Machiavellian said:
1. This site you listed does not validate their numbers. The do not list any of their sources on how they get their calculations. Also when I say list I mean a link that I can go to to verify their data. Without the links those numbers are pretty much made up. 2. If we waste so much money in the government then we do not need to spend so much like 65% just on our Military. With the amount of money we spend on the Military right now we could improve every school in America twice over. Hell, we could give free rides to any college for all kids so all our children has a chance to have a higher education which would put them all to work, creating Jobs improving the economy.

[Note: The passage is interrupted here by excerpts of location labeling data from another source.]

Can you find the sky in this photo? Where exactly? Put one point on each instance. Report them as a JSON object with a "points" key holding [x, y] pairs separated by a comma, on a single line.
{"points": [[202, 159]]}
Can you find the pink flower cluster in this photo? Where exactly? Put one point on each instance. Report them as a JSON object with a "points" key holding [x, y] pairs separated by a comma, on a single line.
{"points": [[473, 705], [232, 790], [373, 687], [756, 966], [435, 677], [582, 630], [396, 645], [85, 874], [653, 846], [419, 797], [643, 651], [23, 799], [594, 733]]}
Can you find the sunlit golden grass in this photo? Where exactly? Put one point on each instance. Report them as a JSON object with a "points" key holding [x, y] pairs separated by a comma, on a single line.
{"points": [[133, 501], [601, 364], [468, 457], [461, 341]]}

I have no problems with improving the tax code, I have a problem just giving the rich a free ride and believe somehow they will put back into the US. This has already been done multiple times and each time the corporations just repurchase their stock, pay their CEOs more and just purchase bigger items and still move their assets to even cheaper countries. |
I actually have a little bit of insight in a few of the things you guys are discussing if you don't mind me jumping in.

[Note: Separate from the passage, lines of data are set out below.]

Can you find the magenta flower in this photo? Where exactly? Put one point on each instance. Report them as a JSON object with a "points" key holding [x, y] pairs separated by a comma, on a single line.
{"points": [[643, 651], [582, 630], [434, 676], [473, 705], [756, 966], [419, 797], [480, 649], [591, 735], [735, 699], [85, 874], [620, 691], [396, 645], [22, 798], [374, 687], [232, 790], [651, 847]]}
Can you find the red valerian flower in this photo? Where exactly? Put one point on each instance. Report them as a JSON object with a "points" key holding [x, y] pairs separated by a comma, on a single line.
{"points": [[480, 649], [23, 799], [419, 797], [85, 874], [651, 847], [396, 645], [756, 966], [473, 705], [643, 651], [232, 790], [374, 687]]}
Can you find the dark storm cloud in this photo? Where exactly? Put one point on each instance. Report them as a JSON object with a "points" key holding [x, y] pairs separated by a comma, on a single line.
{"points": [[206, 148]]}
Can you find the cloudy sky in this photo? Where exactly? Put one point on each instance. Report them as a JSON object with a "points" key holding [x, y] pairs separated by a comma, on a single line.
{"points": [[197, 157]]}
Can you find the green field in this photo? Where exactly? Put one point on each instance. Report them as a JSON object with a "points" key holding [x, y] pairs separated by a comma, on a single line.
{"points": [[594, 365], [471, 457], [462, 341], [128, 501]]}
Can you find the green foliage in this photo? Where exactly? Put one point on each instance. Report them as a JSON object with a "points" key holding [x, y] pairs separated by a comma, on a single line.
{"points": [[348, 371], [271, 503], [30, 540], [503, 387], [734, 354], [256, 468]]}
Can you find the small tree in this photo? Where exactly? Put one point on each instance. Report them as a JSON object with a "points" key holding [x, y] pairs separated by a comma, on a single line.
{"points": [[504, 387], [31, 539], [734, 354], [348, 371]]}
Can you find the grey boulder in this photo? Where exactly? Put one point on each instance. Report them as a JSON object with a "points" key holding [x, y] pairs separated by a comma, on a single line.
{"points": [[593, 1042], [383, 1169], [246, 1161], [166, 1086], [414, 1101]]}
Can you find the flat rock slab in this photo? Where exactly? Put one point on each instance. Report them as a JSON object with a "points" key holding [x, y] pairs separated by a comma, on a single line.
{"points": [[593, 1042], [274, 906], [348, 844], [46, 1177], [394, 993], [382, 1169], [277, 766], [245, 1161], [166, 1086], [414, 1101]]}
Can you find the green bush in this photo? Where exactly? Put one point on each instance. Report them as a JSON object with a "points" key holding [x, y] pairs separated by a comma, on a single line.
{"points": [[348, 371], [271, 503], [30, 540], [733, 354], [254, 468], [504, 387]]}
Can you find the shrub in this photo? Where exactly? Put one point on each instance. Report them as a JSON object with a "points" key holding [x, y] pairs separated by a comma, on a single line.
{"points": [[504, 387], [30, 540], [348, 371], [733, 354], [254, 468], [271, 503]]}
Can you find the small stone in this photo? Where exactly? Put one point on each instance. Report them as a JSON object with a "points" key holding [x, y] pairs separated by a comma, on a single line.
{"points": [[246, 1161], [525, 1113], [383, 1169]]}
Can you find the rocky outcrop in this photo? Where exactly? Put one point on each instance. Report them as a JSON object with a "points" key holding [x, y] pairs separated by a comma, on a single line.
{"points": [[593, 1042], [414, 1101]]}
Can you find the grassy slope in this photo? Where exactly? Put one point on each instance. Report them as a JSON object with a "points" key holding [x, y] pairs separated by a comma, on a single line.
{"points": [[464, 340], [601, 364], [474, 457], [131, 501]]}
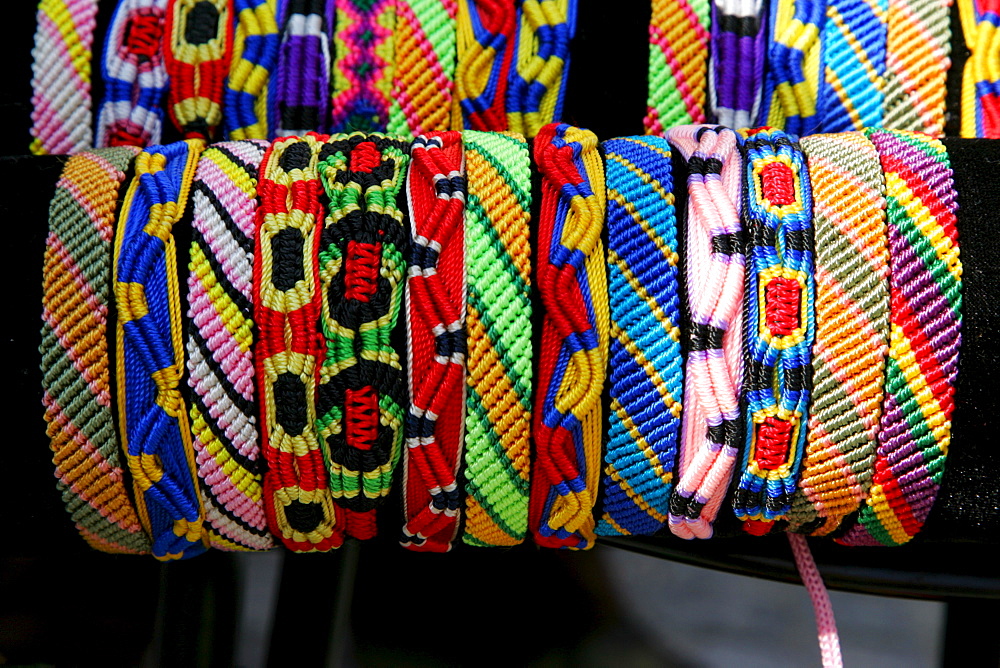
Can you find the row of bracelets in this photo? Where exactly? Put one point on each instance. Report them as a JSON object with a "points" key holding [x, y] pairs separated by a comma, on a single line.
{"points": [[260, 69], [363, 311]]}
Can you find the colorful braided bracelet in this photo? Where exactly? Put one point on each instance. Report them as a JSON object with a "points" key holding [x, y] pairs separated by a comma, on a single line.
{"points": [[361, 396], [255, 56], [60, 77], [540, 64], [779, 325], [498, 400], [426, 51], [925, 316], [155, 432], [916, 65], [197, 44], [678, 51], [363, 68], [794, 66], [852, 329], [645, 348], [981, 78], [486, 33], [297, 498], [854, 37], [135, 79], [220, 335], [299, 98], [76, 381], [736, 62], [714, 269], [435, 326], [574, 350]]}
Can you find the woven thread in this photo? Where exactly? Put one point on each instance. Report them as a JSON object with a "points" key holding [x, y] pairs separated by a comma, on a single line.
{"points": [[715, 273], [135, 78], [573, 357], [220, 336], [155, 431], [925, 291], [60, 77], [426, 50], [645, 349], [76, 381], [498, 400], [255, 57], [361, 398], [852, 329]]}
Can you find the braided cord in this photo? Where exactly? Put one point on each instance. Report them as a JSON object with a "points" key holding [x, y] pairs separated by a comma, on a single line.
{"points": [[301, 87], [794, 66], [736, 62], [297, 498], [678, 51], [197, 44], [852, 329], [76, 381], [135, 78], [156, 434], [916, 65], [575, 328], [426, 50], [779, 324], [645, 349], [435, 326], [220, 335], [363, 68], [486, 34], [361, 398], [60, 76], [925, 292], [498, 401], [537, 85], [854, 38], [714, 269], [255, 56], [981, 77]]}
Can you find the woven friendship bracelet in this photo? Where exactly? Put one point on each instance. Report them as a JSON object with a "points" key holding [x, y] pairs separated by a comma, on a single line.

1) So I did a bit of reading on how military spending affects GDP a few weeks back. Obviously being an economic question, theres a lot of disagreement as to the effects (economists never agree on anything), but the common consensus that I found was that, in the USA, military spending has a close to neutral effect of GDP. Some papers show it with a slight negative effect (dampening GDP due to increased federal debt) while others show it with a slight positive effect (increasing GDP due to the economic contributions of military development and R&D).

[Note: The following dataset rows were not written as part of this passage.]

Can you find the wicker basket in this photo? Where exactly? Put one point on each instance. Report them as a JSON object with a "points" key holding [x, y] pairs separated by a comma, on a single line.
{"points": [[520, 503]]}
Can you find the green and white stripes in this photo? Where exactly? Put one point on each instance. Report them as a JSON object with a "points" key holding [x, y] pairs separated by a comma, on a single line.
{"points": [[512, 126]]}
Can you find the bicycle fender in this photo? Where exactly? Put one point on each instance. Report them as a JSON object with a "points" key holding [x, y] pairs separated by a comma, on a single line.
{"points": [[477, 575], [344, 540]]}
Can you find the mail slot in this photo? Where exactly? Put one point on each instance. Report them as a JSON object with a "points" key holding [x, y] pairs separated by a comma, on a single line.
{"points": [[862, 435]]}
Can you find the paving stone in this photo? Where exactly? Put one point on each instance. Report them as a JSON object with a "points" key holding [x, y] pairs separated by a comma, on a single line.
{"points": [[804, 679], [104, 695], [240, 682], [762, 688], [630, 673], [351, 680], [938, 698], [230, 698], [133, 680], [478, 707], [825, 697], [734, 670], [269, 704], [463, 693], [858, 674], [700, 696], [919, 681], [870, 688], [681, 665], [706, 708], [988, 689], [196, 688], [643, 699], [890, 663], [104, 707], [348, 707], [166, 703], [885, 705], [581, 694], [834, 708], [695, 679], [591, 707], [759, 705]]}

What this largely means, is that while the effect of the spending itself is relatively neutral, it is inefficient. Spending a portion of that money elsewhere (say, education or infrastructure) would likely produce a greater positive effect on GDP (without ballooning the federal debt which would be the effect of increasing spending everywhere).
Sources:
http://journals.sagepub.com/doi/abs/10.1080/07388940490463906 - "Findings are robustly substantiated and reveal that military spending and growth have neither a statistical nor an economic impact on each other. This suggests that current U.S. political debates opposing or favoring military spending on the grounds of its economic merit are irrelevant."
https://www.mercatus.org/publication/defense-spending-and-economy - "The existing studies found that a dollar increase in federal defense spending results in a less-than-a-dollar increase in GDP when the spending increase is deficit financed. Combining this with a tax multiplier that is negative and greater than one, the authors estimate that over five years each $1 in federal defense-spending cuts will increase private spending by roughly $1.30. "
2) Illegal immigrants do cost the government much more in output than they pay in taxes. However, the question is a lot more complicated than that when you take in the effects of how they spend their money.
First of all, the cost to taxpayers. Yes, there is a cost. What that number is however, isn't quite as clear. What was provided above (roughly $100billion after factoring in taxes paid) is pretty much the highest estimate out there. Other estimates range from $6billion to $50billion to $85billion (after roughly adjusting for population changes). So yeah, there is a cost, but I'd say an average estimate would be closer to $70billion than $130billion.
Next comes unemployment. The typical logic is that immigrants take jobs, but that isn't factoring in the demand they create. Because of this, the impact on unemployment is basically null.
Finally, wages. Again, the effect isn't as strong as many people think. Most studies find a small decrease in wages of the high school dropout demographic and basically no impact, or even a slightly positive impact elsewhere.
Then there are the positive effects. Most notably, illegal immigration helps keep costs down. This goes for pretty much everything from food to houses. Because of this, the spending power of American families increases, meaning their earnings go further. This leads to overall, illegal immigration largely being a wash. You have slightly higher government spending but reduced consumer costs, increasing spending power and helping businesses. Because of this, high cost efforts to reduce illegal immigration largely are harmful economically.
Sources:
http://www.politifact.com/truth-o-meter/statements/2016/sep/01/donald-trump/donald-trump-says-illegal-immigration-costs-113-bi/ - Presents numerous estimates for taxpayer cost of illegal immigration.
https://www.brookings.edu/blog/jobs/2012/05/04/what-immigration-means-for-u-s-employment-and-wages/ - Summary from Brookings about the effects of immigration.
3) I don't have any real academic information to share about this last point, but I want to say that reducing government waste would be great. However, that needs to come before or alongside tax decreases. Decreasing taxes without also reducing unproductive government spending inflates the budget which creates longterm woes far outweighing short term gain (that information is from a CBO report somewhere but I can't remember which one and it seems like common sense so I don't think I need to source it).
4) Finally, quick note about the Laffer curve. It is a full parabola. That means just decreasing taxes doesn't necessarily increase revenue. There is a sweet spot somewhere in the middle. Proof needs to be put forward to show that decreasing taxes will increase revenue in order to use the Laffer Curve in your argument (assuming anyone puts any stock in the Laffer Curve at all).